No type registration? It’s handled for you.

🧠 Step 3: Generate the Type Descriptor

Use the H5CPP compiler to generate the type description (generated.h):

h5cpp struct.cpp -- -std=c++17 -I/usr/include

It emits something like:

template<> hid_t inline register_struct<sn::record_t>(){
    // define compound type layout with H5Tinsert() calls
    // ...
    H5Tinsert(ct_00, "density", HOFFSET(sn::record_t, density), H5T_NATIVE_DOUBLE);
    // ...
    return ct_00;
}

This magic glues your record_t to an HDF5 COMPOUND type with nested arrays.

🧪 Bonus: Can We Slice Fields From Compound Datasets?
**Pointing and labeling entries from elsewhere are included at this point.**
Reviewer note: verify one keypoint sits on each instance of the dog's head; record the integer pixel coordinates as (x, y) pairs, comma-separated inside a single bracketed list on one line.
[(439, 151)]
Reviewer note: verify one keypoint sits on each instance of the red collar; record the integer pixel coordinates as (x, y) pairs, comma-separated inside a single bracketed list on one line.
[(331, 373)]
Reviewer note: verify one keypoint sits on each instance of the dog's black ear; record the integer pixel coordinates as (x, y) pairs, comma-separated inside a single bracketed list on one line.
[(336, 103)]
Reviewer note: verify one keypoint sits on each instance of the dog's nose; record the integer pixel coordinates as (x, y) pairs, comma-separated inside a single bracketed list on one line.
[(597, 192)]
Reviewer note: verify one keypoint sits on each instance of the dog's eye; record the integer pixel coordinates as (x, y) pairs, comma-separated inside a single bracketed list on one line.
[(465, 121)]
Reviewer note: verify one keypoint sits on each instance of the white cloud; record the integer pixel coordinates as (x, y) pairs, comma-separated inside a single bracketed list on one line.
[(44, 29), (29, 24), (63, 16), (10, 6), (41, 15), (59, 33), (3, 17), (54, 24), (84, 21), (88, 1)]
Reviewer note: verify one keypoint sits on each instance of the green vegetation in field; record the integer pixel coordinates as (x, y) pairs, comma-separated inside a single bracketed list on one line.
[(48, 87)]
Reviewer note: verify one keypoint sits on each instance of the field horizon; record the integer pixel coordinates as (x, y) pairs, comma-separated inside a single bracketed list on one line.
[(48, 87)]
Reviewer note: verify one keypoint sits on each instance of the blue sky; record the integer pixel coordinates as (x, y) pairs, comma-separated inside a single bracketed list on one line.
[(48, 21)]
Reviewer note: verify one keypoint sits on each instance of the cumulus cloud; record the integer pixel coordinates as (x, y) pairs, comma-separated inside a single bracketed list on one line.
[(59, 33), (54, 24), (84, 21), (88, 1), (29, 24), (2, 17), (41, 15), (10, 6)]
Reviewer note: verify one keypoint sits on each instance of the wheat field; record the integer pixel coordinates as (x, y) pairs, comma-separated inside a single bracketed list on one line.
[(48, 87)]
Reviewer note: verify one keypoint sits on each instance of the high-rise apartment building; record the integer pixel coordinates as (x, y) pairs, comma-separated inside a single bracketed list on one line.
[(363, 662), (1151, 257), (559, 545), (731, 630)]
Yes, with HDF5 1.10+ you can use virtual datasets (VDS) to reference subsets of existing datasets, but there are some caveats:

  • You cannot directly extract a field from a compound dataset as a virtual dataset without writing a filter or preprocessor.
  • H5CPP doesn't (yet) offer field projections, but you can write a thin wrapper to convert std::vector<record_t> into std::vector<double> by extracting the field manually.

A future enhancement could be writing VDS definitions that reference memory offsets within compound datasets, but for now, you can batch process like this:

std::vector<double> densities;
for (auto& rec : dataset)
    densities.push_back(rec.density);

Simple, fast, cache-friendly.

📈 Output and Verification

Once compiled and run, you’ll get:

./struct
h5dump -pH test.h5

Showing the full compound structure, chunk layout, and memory offsets exactly as designed.

🧩 Conclusion

Working with compound HDF5 types doesn’t have to mean writing hundreds of lines of C code. With H5CPP:

  • You declare a C++ struct that mirrors your HDF5 layout.
  • The compiler auto-generates the type description.
  • Your code stays clean, idiomatic, and testable.

And when you want to extract a field like "density"? You don’t need virtual datasets—you just write C++.

“If you can write a struct, you can store structured data.”